Much of this data is replicated form the work order task data. It appears in this component to enable you to review or update any of this data that may have a bearing on the failure event without returning to the work order. You can also this data as search values in the Failure Analysis component.

However, you can, at a minimum, log a failure event by selecting a severity code and the start date for the failure.

You can access the Work Order Failure Tracking page to update or review an existing failure event or add a new failure event from the:

  • Work Order page.

    Click the Problem Reporting tab of the Work Order Tasks group box on the Work Order page (Maintenance Management > Work Order Management > Work Order tab).

    Maintenance Management Center > Work Order Management > Work Order > Work Order page.

    See Work Order Failure Tracking Page.
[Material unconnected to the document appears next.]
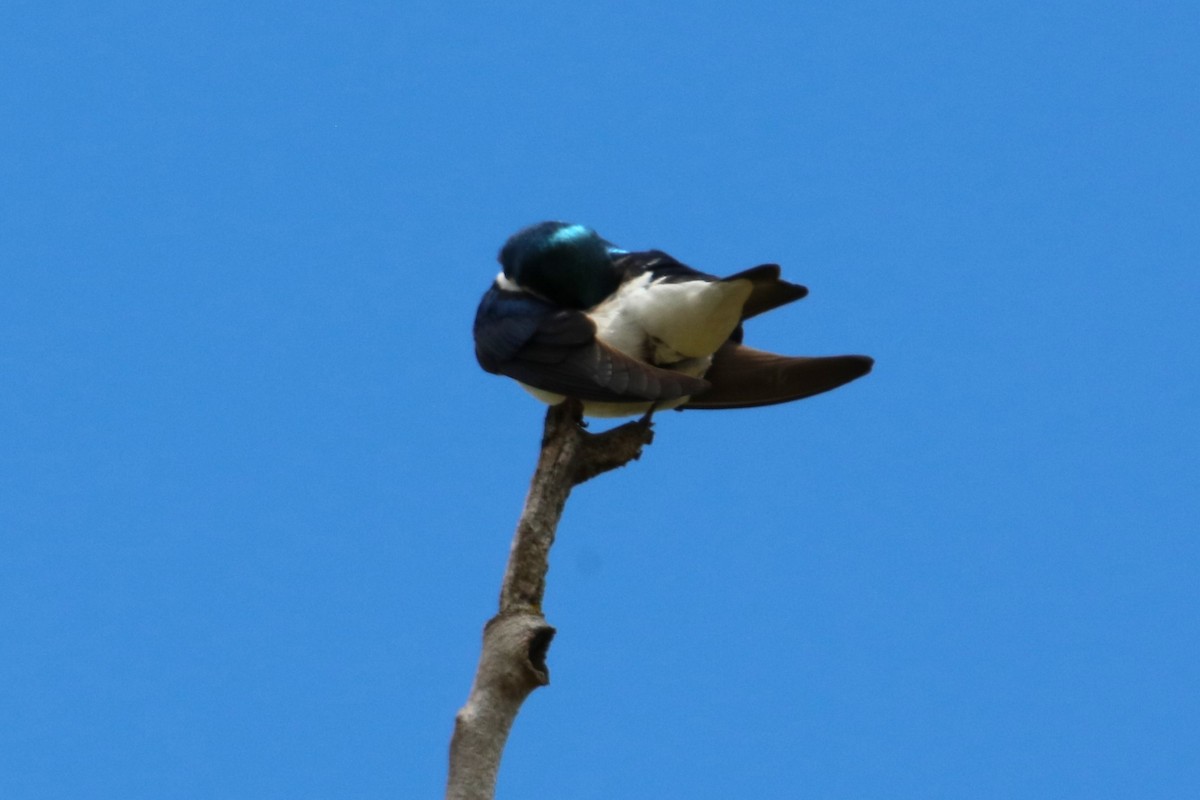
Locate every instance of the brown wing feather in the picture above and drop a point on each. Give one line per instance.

  • Work Order Requirements page.

    Access the Problem Reporting group box of the Requirements page. (Maintenance Management > Work Order Management > Work Order > Requirements) tab.

    See Creating Work Order Tasks.

  • Work Order Completion page.

    Access the Work Order Completion page. (Maintenance Management > Work Order Management > Work Order Completion.)

    See Work Order Completion Page.

  • Technician Workbench page.

    Access the Failure Reporting tab in the Work Order Tasks group box of the Technician Workbench page. (Maintenance Management > Workbenches > Technician Workbench > Technician Workbench page.)

    See Using the Technician Workbench to Complete Work Order Tasks.

  • Work Order Failure Tracking, Add a new value page.

    Access the Work Order Failure Tracking page. (Maintenance Management > Work Order Management > Work Order Failure Tracking > Work order Failure Tracking page.)

    See Work Order Failure Tracking Page.

The PeopleSoft Maintenance Management Failure Analysis component enables you to perform a meaningful analysis of system-calculated metrics based on the tracking of failure events associated with a work order task. You can easily search and group the asset failure event data that you want to analyze. When the system calculates the metrics and displays the data for the selected asset failure events, the resulting data may include:

  • Total Failure Count.

  • Mean Time (Days) Between Failure (MTBF).

  • Mean Time (Hours) to Repair (MTTR).

  • Mean Cost (Currency) to Repair (MCR).

  • Mean Reading (Meter Units) Between Failures.

To analyze one or more asset failure events, you:

  • Enter the search criteria for the failure event data that you want to analyze.

  • Select the appropriate analysis method by:

    • Selecting an analysis option from the available list of failure events.

      The default option for a new search is Failure Event (Detail), which shows all of the failure events that match your search criteria. You can choose one of the summary options that provide different summary views of the detail failure event data.

    • Selecting the failure event data that you want to analyze from the search results.

    • Selecting the Show Totals button to display the failure event totals based on the selected analysis method.

    • Creating a chart based on the select data.